La triste storia degli “Hermanos Rodriguez”, simboli del GP del Messico, un appuntamento ricco di storia e misteri ancora ignoti
Un destino legato ad un’irrefrenabile passione: solo così si potrebbe riassumere e descrivere realmente la storia dei fratelli Rodriguez. O se volete, “los hermanos” Rodriguez. L’appuntamento del Messico è sempre uno dei più attesi nel calendario della F1, in particolare dai piloti, sempre vogliosi di sfrecciare sulla pista “azteca” intitolata proprio a loro, agli Hermanos Rodriguez. Nonostante negli ultimi anni il GP messicano non abbia regalato particolari lotte, la pista di Città del Messico anno dopo anno è sempre più nella storia.

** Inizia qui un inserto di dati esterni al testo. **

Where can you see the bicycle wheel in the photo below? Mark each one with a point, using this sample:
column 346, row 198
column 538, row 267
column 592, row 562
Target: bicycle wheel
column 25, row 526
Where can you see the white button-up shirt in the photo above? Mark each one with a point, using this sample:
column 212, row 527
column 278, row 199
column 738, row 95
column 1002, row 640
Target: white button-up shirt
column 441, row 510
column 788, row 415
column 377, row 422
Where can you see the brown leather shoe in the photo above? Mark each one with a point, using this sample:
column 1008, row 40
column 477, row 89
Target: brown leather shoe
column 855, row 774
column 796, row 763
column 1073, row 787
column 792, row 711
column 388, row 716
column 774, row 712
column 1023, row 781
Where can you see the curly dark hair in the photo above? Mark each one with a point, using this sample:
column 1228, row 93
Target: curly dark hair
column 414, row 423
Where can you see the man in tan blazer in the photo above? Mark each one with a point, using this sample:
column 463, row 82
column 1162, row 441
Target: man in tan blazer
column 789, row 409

Il perché dell’eternità del circuito centroamericano è da ricercare facendo qualche passo indietro, spostando le lancette al 1962. In un quotidiano 1 novembre di 61 anni fa, si correva la prima edizione del gp del Messico, che vedeva il debutto in casa dell’irrefrenabile Ricardo Rodriguez. Un pilota, il messicano, che il pubblico amava particolarmente per il suo carattere irruento sia in pista che fuori.
Scaltro e particolarmente veloce, Ricardo diede filo da torcere ad Enzo Ferrari, costretto a tenerlo a freno per la sua vivacità. All’epoca è stato il pilota più giovane della storia della Formula 1, e ciò non faceva che “gasarlo” ancor di più. Il tutto fino a quel giorno, perché nelle prove del gp la vita di Ricardo si spegnerà.
La storia di Pedro e l’autodromo
Il dolore di Pedro, per la scomparsa del fratello Ricardo, non fermerà il sogno della F1, troppo più forte anche di un evento simile. La paura e la poca sicurezza della F1 di allora non ostacoleranno il sogno di un altro predestinato, pronto ad affrontare l’ambiente europeo di questo sport, rischioso e purtroppo crudele. Il sogno si avvera: Pedro Rodríguez arriva in Formula 1 alla fine del 1963. Corre con Lotus, correndo i Gran Premi di Stati Uniti e Messico.
Pedro realizzerà un altro sogno, correndo qualche sessione di test con la Ferrari, stringendo i rapporti con Enzo Ferrari. Al primo gp della stagione 1967, in Sudafrica, Pedro otterrà una sorprendente quanto fortunosa vittoria che gli vale il rinnovo contrattuale con il team Cooper per il resto della stagione. Il messicano si imporrà anche nel Gran Premio del Belgio 1970, sull’insidiosa pista di Spa-Francorchamps. Quell’anno sfiora il successo anche nel GP degli Stati Uniti, ma un problema tecnico lo costringe al ritiro. L’inizio della sfortuna.
La carriera di Pedro Rodríguez si conclude in maniera tragica, come era già successo al fratello: nel luglio 1971, a 31 anni, muore nel corso di una gara minore che stava disputando in Germania. Un incidente orribile, 9 anni dopo il fratello maggiore Ricardo, che malgrado tutto gli consegnerà la gloria e l’onore degli archivi della F1.
L’autodromo e il ritorno della F1
L’autodromo di Città del Messico, a partire dall’anno seguente, porterà il nome degli “Hermanos”, incoronando la carriera e la vita sfortunata dei Rodriguez. La F1, tuttavia, interromperà più volte il proprio contratto con l’autodromo. Inizialmente per 15 anni (tra il 1970 e il 1985), in seguito per ulteriori 23 (1992-2015), per poi tornare tappa protagonista del Mondiale. L’edizione del 2015 segnerà un incredibile sold-out, sottolineando quanto il calore del popolo messicano mancasse al circus.
Ferrari curiosamente, negli ultimi 7 anni (nel 2020 non si corse causa Covid), non ha mai vinto, lasciando spazio sempre a Verstappen, Hamilton e Rosberg. Una storia ricca di mistero e talvolta affascinante quella di una pista, per molti “maledetta”. Una pista che porta il nome di due eroi, che a loro modo hanno segnato un altro capitolo dell’eterna storia del motorsport. Semplicemente, la storia della F1.